Who is Brett Ingram? I really wanted to know, so I visited his website and lo and behold! his “Monster Road” is the 2004 Slamdance Film Festival winner for Best Documentary … and I can assure you, faithful FT folks, he deserves it. Michael Moore, who? I say, bring me Brett Ingram, man, this guy is goin’ places and I want on his bus …From the title, I was concerned that this was another ‘we shot this when my parents were asleep’ type of film, and after reviewing for FT for a little while, you get kinda twitchy about things like that – but after three minutes, I was hooked – I even passed this film along to friends, that’s how good it was.
“You can make a story out of anything and anyone who says you can’t, well that’s their problem.” – Bruce Bickford, “Monster Road”
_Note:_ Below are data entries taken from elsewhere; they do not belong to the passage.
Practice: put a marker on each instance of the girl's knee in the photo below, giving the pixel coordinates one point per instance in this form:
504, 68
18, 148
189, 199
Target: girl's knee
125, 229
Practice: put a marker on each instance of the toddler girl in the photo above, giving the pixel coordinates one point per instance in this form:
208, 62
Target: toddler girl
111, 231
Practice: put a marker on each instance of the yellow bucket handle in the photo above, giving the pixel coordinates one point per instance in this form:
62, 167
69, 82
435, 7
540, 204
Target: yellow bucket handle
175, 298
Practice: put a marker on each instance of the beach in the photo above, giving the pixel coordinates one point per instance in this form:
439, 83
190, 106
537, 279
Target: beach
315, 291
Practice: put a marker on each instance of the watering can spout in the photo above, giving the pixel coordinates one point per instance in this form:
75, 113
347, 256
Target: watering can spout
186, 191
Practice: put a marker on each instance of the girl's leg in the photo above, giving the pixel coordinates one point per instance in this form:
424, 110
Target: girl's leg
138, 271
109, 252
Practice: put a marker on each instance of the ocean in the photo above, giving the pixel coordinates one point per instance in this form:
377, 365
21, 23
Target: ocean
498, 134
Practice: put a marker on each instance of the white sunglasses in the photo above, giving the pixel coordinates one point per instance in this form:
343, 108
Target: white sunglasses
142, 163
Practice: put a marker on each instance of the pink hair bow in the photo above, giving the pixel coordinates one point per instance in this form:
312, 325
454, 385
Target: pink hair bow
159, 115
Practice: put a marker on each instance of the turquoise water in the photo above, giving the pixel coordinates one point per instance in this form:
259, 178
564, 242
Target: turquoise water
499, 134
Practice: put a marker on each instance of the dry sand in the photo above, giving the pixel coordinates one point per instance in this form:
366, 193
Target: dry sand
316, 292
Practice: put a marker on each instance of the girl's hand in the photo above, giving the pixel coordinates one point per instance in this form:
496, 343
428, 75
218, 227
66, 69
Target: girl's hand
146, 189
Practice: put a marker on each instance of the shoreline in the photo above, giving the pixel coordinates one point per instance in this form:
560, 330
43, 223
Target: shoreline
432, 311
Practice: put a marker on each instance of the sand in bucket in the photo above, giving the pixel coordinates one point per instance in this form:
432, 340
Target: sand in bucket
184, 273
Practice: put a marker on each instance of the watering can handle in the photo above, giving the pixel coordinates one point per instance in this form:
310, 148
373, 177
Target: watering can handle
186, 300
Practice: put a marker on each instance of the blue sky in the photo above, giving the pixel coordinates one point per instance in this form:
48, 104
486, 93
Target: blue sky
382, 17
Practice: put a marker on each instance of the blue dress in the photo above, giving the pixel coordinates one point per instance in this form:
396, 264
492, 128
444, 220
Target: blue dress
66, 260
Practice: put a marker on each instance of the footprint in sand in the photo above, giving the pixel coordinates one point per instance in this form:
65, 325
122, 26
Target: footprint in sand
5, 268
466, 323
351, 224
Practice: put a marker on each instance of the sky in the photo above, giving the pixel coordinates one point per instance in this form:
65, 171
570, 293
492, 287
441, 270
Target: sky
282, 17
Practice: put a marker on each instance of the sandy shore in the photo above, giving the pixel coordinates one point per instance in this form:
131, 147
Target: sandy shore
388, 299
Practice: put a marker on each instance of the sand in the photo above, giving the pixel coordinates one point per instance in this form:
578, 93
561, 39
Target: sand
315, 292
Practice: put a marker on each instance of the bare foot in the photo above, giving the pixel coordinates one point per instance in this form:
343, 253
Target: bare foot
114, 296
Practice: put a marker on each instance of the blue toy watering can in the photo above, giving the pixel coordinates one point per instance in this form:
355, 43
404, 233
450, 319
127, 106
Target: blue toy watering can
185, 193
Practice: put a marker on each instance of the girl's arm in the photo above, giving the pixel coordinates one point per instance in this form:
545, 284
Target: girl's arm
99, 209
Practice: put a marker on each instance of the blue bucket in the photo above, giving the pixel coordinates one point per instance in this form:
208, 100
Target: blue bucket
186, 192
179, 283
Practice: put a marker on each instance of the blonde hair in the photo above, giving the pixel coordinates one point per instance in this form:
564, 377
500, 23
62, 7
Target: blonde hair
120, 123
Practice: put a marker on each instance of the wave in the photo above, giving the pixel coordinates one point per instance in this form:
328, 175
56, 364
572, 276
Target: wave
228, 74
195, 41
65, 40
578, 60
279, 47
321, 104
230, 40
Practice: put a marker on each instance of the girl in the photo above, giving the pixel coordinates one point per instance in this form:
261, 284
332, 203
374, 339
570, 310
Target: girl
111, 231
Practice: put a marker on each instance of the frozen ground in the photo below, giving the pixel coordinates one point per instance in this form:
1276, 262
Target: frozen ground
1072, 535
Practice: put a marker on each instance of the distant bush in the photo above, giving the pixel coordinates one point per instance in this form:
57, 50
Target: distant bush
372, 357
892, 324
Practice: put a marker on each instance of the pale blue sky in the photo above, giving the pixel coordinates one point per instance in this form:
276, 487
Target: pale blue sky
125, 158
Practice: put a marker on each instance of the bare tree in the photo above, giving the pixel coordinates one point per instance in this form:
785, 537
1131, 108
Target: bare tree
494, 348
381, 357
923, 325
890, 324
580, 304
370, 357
“I used to cut my toys up, burn them, and melt them to other toys.” –B. Dallas Jones, film-watching companion to Rhonda Baughman
Mercifully, Bruce Bickford did not “burn his toys and melt them to other toys,” but what he did instead was create a claymation empire – Bickford built his life around what I thought were just toys – but have now come to see as a way of life. Bickford also built his life around what he loved to do and that’s more than I can say for 95% of the people I’ve come in contact with. But, Ingram’s documentary is so much more than that – it’s also the story of Bickford’s childhood and his father, “Old George” Bickford, a retired engineer, who seems to be suffering from the onset of Alzheimer’s disease.

I honestly can’t say who I thought was more interesting – the younger Bickford or the elder – the documentary warrants at least a third viewing to figure that one out. I can see why Ingram chose these two, though – not just because Bruce Bickford worked with Frank Zappa back in the ’70s, which is as cool as it gets to me, really, but because the father and son are so eccentric, so intelligent, and so quotable that anyone viewing the film can experience such a wide emotional range, that it’s almost overwhelming. I just kept praying I could continue to keep up with the film’s momentum. Personally, I went from being amazed, to sad, back to amazed, on to giddy with laughter, then returning to sad, and in the end, just plain excited to know that artists like Bruce Bickford still exist and documentary filmmakers like Ingram are still around, a filmmaker who knew that there would be plenty of us out here who needed and wanted to see a creation such as “Monster Road.”
I bet Ingram knew he had a winner with “Monster Road,” which is as rich in history as it is in the simple tale of father and son. It’s part “A Beautiful Mind,” part “Flowers for Algernon,” part “High Art,” and all Film Threat. Congratulations, Brett Ingram!